Thursday, October 16, 2014

Kopi Tahlil dan Kopi Jitu

9:04 AM

[sumber]
Oleh: Muhammad Mahrus*

Sepakat atau tidak, Indonesia merupakan salah satu dari empat negara penghasil kopi terbesar di dunia. Dewasa ini, ekspor kopi Indonesia mampu mengalahkan Brasil sebagai salah satu saingan beratnya. Terlepas dari jenis dan berbagai tingkat kualitasnya, rupanya kopi Indonesia adalah kopi yang paling dicari di Eropa, Amerika, dan sebagian di Timur Tengah.
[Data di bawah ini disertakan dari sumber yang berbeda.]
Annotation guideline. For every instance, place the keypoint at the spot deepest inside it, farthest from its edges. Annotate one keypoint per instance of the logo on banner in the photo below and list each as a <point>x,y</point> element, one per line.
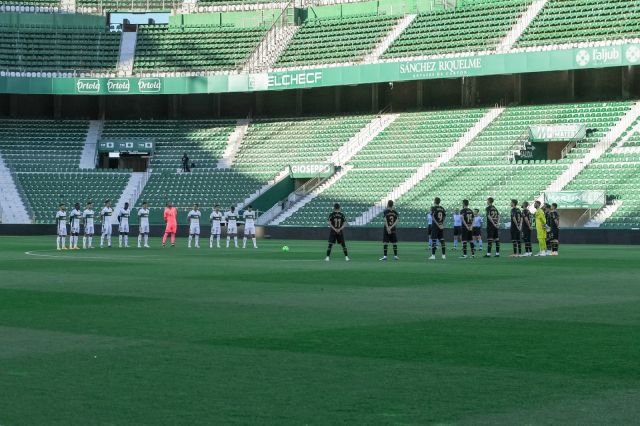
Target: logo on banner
<point>88,85</point>
<point>149,85</point>
<point>118,85</point>
<point>583,58</point>
<point>633,54</point>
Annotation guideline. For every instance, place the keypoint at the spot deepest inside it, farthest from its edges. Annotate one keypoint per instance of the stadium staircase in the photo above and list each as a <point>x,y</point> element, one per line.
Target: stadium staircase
<point>133,190</point>
<point>12,209</point>
<point>384,44</point>
<point>233,144</point>
<point>520,27</point>
<point>596,152</point>
<point>270,48</point>
<point>90,149</point>
<point>427,168</point>
<point>127,53</point>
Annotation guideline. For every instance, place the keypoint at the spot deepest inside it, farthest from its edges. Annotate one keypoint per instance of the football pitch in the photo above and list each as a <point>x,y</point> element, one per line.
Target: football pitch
<point>232,336</point>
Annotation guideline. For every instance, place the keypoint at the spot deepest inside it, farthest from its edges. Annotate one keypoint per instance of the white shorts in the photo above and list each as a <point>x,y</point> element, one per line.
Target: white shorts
<point>232,228</point>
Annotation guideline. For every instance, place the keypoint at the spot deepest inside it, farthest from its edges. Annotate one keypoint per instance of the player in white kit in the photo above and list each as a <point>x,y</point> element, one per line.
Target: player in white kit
<point>61,226</point>
<point>193,217</point>
<point>216,219</point>
<point>123,226</point>
<point>74,224</point>
<point>249,226</point>
<point>143,227</point>
<point>106,216</point>
<point>87,218</point>
<point>231,217</point>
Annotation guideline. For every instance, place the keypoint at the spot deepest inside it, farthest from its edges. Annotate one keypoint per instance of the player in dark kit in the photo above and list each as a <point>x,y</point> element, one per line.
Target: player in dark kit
<point>438,214</point>
<point>516,229</point>
<point>337,221</point>
<point>467,229</point>
<point>555,229</point>
<point>493,223</point>
<point>526,229</point>
<point>389,235</point>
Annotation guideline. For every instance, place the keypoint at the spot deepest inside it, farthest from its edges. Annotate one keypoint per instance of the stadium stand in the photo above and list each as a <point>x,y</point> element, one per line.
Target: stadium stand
<point>471,27</point>
<point>59,49</point>
<point>203,48</point>
<point>383,164</point>
<point>271,145</point>
<point>340,40</point>
<point>567,21</point>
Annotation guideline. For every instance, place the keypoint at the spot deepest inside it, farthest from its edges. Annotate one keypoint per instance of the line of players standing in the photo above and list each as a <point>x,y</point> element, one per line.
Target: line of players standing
<point>467,228</point>
<point>86,217</point>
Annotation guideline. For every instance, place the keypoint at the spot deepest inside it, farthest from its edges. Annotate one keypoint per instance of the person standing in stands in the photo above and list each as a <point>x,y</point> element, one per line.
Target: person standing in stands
<point>170,217</point>
<point>185,163</point>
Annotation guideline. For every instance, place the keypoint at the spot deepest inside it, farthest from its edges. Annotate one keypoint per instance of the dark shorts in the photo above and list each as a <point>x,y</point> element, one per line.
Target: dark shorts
<point>492,233</point>
<point>437,233</point>
<point>389,237</point>
<point>336,238</point>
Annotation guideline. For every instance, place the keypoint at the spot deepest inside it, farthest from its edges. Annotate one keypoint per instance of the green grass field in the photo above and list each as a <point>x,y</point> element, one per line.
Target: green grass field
<point>217,337</point>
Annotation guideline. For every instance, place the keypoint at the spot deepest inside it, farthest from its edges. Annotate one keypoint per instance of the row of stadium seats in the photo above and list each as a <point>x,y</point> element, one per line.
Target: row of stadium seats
<point>566,21</point>
<point>472,27</point>
<point>59,49</point>
<point>271,145</point>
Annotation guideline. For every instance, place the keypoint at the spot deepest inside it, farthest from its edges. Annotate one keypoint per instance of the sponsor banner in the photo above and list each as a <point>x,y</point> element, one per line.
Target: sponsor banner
<point>576,199</point>
<point>126,146</point>
<point>557,133</point>
<point>297,171</point>
<point>471,66</point>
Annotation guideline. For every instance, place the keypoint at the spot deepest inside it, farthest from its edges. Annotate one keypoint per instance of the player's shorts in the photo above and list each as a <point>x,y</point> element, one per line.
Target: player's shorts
<point>437,233</point>
<point>334,237</point>
<point>232,228</point>
<point>389,237</point>
<point>492,233</point>
<point>249,229</point>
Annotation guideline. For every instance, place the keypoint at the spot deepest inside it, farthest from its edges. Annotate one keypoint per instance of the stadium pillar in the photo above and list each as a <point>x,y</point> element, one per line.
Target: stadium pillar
<point>626,82</point>
<point>469,91</point>
<point>571,85</point>
<point>299,102</point>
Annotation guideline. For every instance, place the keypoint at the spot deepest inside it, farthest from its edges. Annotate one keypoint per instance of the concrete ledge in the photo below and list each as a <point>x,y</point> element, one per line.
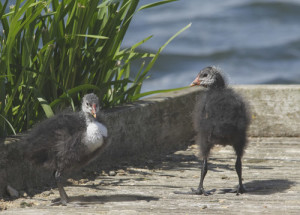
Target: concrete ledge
<point>162,123</point>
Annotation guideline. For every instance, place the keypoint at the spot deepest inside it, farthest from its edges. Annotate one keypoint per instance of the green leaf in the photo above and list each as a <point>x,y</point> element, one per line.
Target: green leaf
<point>10,125</point>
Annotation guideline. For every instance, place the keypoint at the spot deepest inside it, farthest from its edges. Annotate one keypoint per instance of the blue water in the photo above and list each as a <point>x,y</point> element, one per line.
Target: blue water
<point>253,41</point>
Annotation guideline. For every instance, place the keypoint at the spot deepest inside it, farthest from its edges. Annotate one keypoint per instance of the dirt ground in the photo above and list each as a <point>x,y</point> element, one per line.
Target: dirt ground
<point>271,173</point>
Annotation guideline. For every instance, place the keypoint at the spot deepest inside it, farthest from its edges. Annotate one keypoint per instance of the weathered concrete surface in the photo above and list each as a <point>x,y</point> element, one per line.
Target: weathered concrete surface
<point>275,109</point>
<point>162,123</point>
<point>271,173</point>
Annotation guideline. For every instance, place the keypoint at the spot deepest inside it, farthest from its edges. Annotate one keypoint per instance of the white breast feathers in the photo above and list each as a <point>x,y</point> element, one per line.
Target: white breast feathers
<point>93,138</point>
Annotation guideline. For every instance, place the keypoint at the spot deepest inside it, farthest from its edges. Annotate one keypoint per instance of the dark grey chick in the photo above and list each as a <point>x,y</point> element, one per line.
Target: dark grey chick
<point>67,141</point>
<point>220,117</point>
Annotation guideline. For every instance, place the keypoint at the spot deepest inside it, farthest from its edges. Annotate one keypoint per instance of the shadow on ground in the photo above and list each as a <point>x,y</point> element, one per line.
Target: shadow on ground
<point>268,187</point>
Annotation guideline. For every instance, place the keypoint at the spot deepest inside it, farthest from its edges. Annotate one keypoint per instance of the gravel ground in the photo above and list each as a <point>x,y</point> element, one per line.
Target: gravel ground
<point>271,173</point>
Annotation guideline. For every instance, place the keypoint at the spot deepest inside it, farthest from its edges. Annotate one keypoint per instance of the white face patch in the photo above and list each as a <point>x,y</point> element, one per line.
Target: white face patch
<point>93,138</point>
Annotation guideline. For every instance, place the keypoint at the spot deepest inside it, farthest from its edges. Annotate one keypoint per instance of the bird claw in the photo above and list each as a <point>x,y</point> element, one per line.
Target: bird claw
<point>240,190</point>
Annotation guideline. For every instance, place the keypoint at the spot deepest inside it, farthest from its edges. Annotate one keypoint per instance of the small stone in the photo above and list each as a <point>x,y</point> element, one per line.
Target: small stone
<point>112,173</point>
<point>204,207</point>
<point>12,192</point>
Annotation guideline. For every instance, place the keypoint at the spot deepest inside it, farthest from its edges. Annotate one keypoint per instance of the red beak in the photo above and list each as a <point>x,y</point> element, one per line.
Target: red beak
<point>195,82</point>
<point>94,110</point>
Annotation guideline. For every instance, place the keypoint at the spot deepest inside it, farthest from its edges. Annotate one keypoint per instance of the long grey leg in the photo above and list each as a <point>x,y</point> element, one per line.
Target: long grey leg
<point>200,189</point>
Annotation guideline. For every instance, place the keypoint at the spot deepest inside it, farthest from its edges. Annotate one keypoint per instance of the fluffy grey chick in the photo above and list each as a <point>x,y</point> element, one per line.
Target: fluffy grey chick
<point>67,141</point>
<point>220,117</point>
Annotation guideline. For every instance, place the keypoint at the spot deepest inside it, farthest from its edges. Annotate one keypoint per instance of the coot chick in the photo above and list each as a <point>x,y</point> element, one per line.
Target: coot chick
<point>220,117</point>
<point>67,141</point>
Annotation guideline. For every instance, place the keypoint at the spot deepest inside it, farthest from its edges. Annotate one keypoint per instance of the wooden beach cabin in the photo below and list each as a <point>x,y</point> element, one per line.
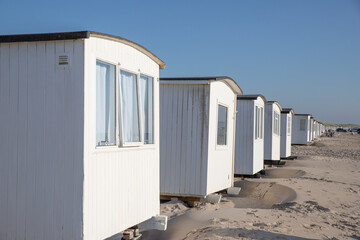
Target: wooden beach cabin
<point>79,129</point>
<point>285,135</point>
<point>272,132</point>
<point>249,140</point>
<point>312,129</point>
<point>197,118</point>
<point>300,129</point>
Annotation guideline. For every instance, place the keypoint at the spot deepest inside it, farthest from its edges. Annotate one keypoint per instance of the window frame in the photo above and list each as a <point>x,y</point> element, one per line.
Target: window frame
<point>225,146</point>
<point>116,109</point>
<point>120,144</point>
<point>153,110</point>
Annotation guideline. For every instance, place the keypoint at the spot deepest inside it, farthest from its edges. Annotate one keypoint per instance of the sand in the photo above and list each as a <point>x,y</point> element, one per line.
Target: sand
<point>316,196</point>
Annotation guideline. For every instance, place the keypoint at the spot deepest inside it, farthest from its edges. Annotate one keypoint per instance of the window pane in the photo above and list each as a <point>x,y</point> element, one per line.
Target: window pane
<point>105,104</point>
<point>222,125</point>
<point>256,122</point>
<point>146,85</point>
<point>130,107</point>
<point>302,124</point>
<point>261,122</point>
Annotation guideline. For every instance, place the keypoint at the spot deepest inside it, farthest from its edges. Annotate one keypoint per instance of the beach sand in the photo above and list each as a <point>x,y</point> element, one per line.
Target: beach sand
<point>316,196</point>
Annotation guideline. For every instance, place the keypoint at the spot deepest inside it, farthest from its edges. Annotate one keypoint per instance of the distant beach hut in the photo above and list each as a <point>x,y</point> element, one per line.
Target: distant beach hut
<point>249,140</point>
<point>272,132</point>
<point>197,118</point>
<point>79,127</point>
<point>312,131</point>
<point>286,130</point>
<point>300,129</point>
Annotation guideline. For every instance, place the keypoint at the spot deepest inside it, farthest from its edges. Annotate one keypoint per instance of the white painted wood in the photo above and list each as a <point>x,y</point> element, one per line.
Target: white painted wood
<point>299,136</point>
<point>249,152</point>
<point>286,123</point>
<point>54,182</point>
<point>117,179</point>
<point>191,163</point>
<point>271,139</point>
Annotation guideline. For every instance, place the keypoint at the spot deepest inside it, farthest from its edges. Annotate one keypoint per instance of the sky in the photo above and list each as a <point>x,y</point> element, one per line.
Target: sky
<point>304,54</point>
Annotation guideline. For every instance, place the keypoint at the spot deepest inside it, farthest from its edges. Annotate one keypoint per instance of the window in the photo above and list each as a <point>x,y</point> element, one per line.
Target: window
<point>147,103</point>
<point>289,125</point>
<point>222,125</point>
<point>105,104</point>
<point>129,107</point>
<point>302,124</point>
<point>258,122</point>
<point>276,124</point>
<point>132,108</point>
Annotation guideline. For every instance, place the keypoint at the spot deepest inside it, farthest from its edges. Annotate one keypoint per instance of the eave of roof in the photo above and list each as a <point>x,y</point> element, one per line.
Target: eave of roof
<point>227,80</point>
<point>275,102</point>
<point>251,97</point>
<point>78,35</point>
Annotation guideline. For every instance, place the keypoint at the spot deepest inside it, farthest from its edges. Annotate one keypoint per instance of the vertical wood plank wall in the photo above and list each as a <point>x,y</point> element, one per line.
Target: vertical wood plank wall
<point>41,144</point>
<point>298,136</point>
<point>259,143</point>
<point>220,159</point>
<point>121,185</point>
<point>285,139</point>
<point>184,119</point>
<point>244,137</point>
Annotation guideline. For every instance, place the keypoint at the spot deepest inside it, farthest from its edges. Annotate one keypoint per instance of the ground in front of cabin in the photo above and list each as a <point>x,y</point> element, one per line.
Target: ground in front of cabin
<point>316,196</point>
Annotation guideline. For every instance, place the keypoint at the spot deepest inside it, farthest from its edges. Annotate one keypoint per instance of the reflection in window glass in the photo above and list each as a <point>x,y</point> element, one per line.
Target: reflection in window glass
<point>222,125</point>
<point>147,102</point>
<point>129,107</point>
<point>105,104</point>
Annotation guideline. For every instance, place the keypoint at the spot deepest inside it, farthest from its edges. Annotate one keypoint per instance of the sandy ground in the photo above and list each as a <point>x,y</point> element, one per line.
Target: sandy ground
<point>316,196</point>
Di Mesir, beberapa hari yang lalu digelar Workshop Kopi Indonesia dalam Indonesian Expo 2014. Workshop bertajuk “Indonesian Coffee Culture: Beyond Tradition and Economical Values” itu membuka mata warga Mesir bahwa sebagian besar kopi yang mereka konsumsi dalam setiap harinya adalah kopi Indonesia.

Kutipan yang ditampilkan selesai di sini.